Jakarta, LOGIC.co.id – Anggota Komisi III DPR RI dari Fraksi Partai Kebangkitan Bangsa (PKB), Abdullah, mengecam keras keberadaan grup Facebook bernama “Fantasi Sedarah” yang baru-baru ini viral karena memuat konten menyimpang bertema inses. Ia mendesak aparat kepolisian untuk segera bertindak tegas terhadap para pelaku di balik grup tersebut.
“Mereka sungguh sangat keterlaluan dan tidak bermoral. Ini orang-orang yang pikirannya rusak dan moralnya hancur. Polisi harus turun tangan dan menindak tegas,” ujar Abdullah dalam pernyataan resminya pada Jumat (16/5/2025).

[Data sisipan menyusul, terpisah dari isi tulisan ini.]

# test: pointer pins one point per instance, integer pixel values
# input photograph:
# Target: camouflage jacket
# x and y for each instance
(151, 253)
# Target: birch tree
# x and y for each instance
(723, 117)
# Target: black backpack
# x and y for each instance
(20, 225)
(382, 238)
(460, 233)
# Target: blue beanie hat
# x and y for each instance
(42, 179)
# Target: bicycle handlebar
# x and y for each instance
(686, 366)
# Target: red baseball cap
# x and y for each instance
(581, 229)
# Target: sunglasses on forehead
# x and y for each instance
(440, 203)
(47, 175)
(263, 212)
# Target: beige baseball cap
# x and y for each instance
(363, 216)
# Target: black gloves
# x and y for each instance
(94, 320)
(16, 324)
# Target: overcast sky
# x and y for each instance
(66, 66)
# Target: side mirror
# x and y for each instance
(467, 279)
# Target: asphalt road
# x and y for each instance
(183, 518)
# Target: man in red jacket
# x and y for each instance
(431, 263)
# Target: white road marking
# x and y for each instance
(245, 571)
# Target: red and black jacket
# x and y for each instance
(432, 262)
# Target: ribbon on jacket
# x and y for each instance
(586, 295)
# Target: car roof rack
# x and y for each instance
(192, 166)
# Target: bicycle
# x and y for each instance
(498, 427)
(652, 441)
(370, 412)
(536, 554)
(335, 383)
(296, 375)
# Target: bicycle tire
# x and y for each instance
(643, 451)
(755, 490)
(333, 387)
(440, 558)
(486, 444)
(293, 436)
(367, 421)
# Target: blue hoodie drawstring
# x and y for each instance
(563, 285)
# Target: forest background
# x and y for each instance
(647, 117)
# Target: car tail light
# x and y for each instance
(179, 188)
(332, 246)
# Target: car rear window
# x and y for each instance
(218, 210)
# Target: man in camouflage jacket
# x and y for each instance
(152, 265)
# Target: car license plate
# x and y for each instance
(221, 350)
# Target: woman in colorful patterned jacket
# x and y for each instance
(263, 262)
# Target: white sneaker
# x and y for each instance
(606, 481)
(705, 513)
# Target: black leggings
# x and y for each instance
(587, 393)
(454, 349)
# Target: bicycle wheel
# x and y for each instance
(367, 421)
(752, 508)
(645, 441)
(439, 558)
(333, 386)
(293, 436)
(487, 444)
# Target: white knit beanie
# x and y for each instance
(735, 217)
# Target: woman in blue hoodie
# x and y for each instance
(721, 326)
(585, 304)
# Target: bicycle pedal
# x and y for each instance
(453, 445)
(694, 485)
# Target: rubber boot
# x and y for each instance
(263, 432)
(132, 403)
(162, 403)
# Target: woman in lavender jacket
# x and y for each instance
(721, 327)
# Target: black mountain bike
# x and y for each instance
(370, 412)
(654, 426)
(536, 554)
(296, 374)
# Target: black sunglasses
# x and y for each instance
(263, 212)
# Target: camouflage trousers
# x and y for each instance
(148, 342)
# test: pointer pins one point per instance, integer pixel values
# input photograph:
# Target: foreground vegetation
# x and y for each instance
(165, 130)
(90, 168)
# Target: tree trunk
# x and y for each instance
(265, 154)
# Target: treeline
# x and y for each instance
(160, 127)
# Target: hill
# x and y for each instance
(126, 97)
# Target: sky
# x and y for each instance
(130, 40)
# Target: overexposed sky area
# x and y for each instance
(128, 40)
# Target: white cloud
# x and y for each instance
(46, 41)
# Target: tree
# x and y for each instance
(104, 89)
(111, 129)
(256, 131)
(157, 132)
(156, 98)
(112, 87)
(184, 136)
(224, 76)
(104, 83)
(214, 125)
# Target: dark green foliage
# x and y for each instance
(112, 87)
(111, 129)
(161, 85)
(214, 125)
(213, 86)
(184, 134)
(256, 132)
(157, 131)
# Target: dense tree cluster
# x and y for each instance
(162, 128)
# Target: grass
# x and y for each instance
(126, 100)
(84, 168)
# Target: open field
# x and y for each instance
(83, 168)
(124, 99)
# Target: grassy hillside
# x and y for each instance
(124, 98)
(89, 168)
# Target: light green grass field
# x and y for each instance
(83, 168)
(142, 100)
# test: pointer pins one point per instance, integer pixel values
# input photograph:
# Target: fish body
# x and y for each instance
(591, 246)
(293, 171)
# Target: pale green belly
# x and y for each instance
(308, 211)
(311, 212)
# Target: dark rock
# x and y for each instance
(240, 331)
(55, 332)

Grup “Fantasi Sedarah” menjadi sorotan publik setelah diketahui berisi ribuan anggota yang membahas dan membagikan konten terkait hubungan seksual sedarah atau inses. Keberadaan grup ini dianggap sebagai ancaman serius terhadap moral masyarakat dan ketertiban umum.
Abdullah mengaku sangat terkejut saat mengetahui bahwa grup tersebut memiliki lebih dari 32.000 anggota. “Saya tidak habis pikir bagaimana bisa ada grup semacam ini di media sosial. Yang lebih mengerikan lagi, anggotanya begitu banyak. Padahal kontennya jelas-jelas menyimpang dan meresahkan,” katanya.
Lebih lanjut, ia menegaskan bahwa fenomena ini tidak boleh dianggap sepele karena dapat berujung pada tindakan kekerasan seksual, terutama terhadap anak-anak dan perempuan. Bahkan, dalam salah satu unggahan, terdapat foto anak kecil yang disertai narasi yang mengarah pada fantasi seksual menyimpang.
“Ini benar-benar gila. Orang tua yang melakukan itu juga tidak waras. Grup medsos seperti ini sangat berbahaya dan tidak boleh dibiarkan berkembang,” tegasnya.
Legislator dari daerah pemilihan Jawa Tengah VI ini meminta Kepolisian untuk segera mengusut tuntas kasus tersebut, termasuk mengidentifikasi dan menangkap para admin serta pihak-pihak yang terlibat dalam pembuatan dan penyebaran konten menyimpang tersebut.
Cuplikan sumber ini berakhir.